You see, the whole secure boot approach is a major smokescreen introduced by a rather panic-stricken Microsoft, in the hope that it will at least be able to protect its turf with this initiative. Secure boot means that only an operating system which is recognised by a key in the firmware will be allowed to boot on a given device.
No agency will give Microsoft grief on this score. The US government has long passed the point when it would pull the company into line; that point was passed after the anti-trust trial of the late 1990s. Had a Democrat administration been returned to office in 2000, the company would probably have been broken up into operating systems and applications divisions and that would have put it in its place. But we had the emergence of Dubya instead and Microsoft polished its lobbying skills, hired a few more smooth talkers to haunt Capitol Hill, and has never looked back.
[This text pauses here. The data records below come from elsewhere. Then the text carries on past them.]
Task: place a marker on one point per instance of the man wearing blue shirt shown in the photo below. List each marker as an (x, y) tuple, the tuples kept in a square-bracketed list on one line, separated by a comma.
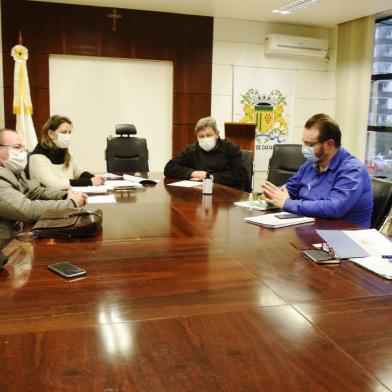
[(331, 184)]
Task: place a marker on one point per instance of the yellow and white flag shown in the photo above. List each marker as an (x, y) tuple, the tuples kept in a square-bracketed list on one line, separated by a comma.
[(22, 105)]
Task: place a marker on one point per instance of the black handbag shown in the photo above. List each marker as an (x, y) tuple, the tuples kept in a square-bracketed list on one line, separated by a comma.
[(68, 223)]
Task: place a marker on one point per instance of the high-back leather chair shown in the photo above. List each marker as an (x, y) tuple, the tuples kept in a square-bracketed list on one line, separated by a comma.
[(247, 157), (284, 162), (126, 153), (382, 201)]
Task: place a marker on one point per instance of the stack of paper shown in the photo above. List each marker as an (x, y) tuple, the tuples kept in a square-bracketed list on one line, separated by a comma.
[(356, 243), (273, 222), (97, 189), (367, 248), (140, 180), (376, 264), (122, 183)]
Since then, Microsoft, under the wise (?) guidance of Steve Ballmer, has tried to enter various markets and failed. Abysmally. Music, Search, Mobiles, Tablets - the buzz-word in any of these silos is not Microsoft. It's not even second or third. The only market it can cling to is the desktop, an area in transition. And looking over its shoulder it can see Google approaching in the distance with its Linux-based Chrome OS.
Understandably, Microsoft wants some way of locking down this area. Hence the introduction of secure boot. The message echoes around - Microsoft is finally taking security seriously. Tell that to someone like security guru Bruce Schneier and he will laugh cynically. You could have a one-hour laughter session if you had a few others like Marc Maiffret and Dave Aitel present as well.